Sound advice - blog

Tales from the homeworld

My current feeds

Sun, 2011-May-22

Scanning data with HTTP

As part of my series on and I'll talk in this article a little about doing telemetry with REST. There are a couple of approaches, and most SCADA protocols accidentally incorporate at least some elements of REST theory. I'll take a very web-focused approach and talk about how can be used directly for telemetry purposes.

HTTP is by no means designed for telemetry. Compared to Modbus, DNP, or a variety of other contenders it is bandwidth-hungry and bloated. However, as we move towards higher available bandwidth with Ethernet communications and wider networks that already incorporate HTTP for various other purposes it becomes something of a contender. It exists. It works. It has seen off every other contender that has come its way. So, why reinvent the wheel?

HTTP actually has some fairly specific benefits when it comes to SCADA and DCS. As I have already mentioned it works well with commodity network components due to its popularity on the Web and within more confined network environments. In addition to that it brings with it benefits that made it the world's favourite protocol:

So how do we bridge this gap between grabbing web pages from a server to grabbing analogue and digital values from a field device? Well, I'll walk down the naive path first.

Naive HTTP-based telemetry

The simplest way to use HTTP for telemetry is to:

So for example, if I want to scan the state of circuit breaker from a field device I might issue the following HTTP request:

GET https://rtu20.prc/CB15 HTTP/1.1
Expect: text/plain

The response could be:

HTTP/1.1 200 OK
Content-Type: text/plain

CLOSED

... which in this case we would take to mean circuit breaker 15 closed. Now this is a solution that has required us to do a fair bit of configuration and modelling within the device itself, but that is often reasonable. An interaction that moves some of that configuration back into the master might be:

GET https://rtu20.prc/0x13,2 HTTP/1.1
Expect: application/xsd-int

The response could be:

HTTP/1.1 200 OK
Content-Type: application/xsd-int

2

This could mean, "read 2 bits from protocol address 13 hex" with a response of "bit 0 is low and bit 1 is high" resulting in the same closed status for the breaker.

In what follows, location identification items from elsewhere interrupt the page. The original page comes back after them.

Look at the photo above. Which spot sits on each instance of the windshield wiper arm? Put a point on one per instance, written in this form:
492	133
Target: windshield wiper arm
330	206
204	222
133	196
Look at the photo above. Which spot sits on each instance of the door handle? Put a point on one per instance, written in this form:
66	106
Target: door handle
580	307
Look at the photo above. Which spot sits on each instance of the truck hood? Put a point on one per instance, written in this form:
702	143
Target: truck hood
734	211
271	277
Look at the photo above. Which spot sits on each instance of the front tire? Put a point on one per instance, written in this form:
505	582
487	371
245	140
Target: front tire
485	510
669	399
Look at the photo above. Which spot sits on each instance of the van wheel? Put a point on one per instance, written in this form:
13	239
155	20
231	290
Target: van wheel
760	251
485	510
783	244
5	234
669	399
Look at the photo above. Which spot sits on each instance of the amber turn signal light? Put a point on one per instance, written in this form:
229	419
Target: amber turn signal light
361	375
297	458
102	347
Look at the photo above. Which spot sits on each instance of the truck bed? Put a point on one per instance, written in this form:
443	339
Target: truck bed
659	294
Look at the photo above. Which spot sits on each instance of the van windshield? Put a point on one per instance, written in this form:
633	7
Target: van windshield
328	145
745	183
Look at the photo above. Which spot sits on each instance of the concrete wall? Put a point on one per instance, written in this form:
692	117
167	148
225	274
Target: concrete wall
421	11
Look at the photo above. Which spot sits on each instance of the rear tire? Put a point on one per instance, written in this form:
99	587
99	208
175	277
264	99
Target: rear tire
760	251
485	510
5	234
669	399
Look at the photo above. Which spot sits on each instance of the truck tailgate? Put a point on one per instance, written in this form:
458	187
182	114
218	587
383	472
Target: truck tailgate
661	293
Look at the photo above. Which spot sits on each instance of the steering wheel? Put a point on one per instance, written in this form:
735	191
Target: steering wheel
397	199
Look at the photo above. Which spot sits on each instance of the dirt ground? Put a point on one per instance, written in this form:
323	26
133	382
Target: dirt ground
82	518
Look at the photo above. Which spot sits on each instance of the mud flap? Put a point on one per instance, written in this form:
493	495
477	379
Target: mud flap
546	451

HTTP is not fussy about the exact format of URLs. Whatever appears in the path component is up to the server, and ends up acting as a kind of message from the server to itself to decide what the client actually wants to do. More context or less context could be included in order to ensure that the response message is what was expected. Different devices all using HTTP could have different URL structures and so long as the master knew which URL to look up for a given piece of data would continue to interoperate correctly with the master.

Scanning a whole device

So scanning individual inputs is fine if you don't have too many. When you use pipelined HTTP requests this can be a surprisingly effective way of performing queries to an ad hoc input set. However, in SCADA we usually do know ahead of time what we want the master to scan. Therefore it makes sense to return multiple objects in one go.

This can again be achieved simply in HTTP. You need one URL for every "class" of scan you want to do, and then the master can periodically scan each class as needed to meet its requirements. For example:

GET https://rtu20.prc/class/0 HTTP/1.1
Expect: application/xsd-int+xml

The response could be:

HTTP/1.1 200 OK
Content-Type: application/xsd-int+xml

<ol>
	<li>2</li>
	<li>1</li>
	<li>0</li>
</ol>

Now, I've thrown in a bit of xml there but HTTP can handle any media type that you would like to throw at it. That includes binary types, so you could even reuse elements of existing SCADA protocols as content for these kinds of requests. That said, the use of media types for even these simple interactions is probably the key weakness of the current state of standardisation for the use of HTTP in this kind of setting. This is not really HTTP's fault, as it is designed to be able to evolve independently of the set of media types in use. See my earlier article on how the facets of a REST uniform contract are designed to fit together and evolve. However, this is where standardisation does need to come into the mix to ensure long-term interoperability of relevant solutions.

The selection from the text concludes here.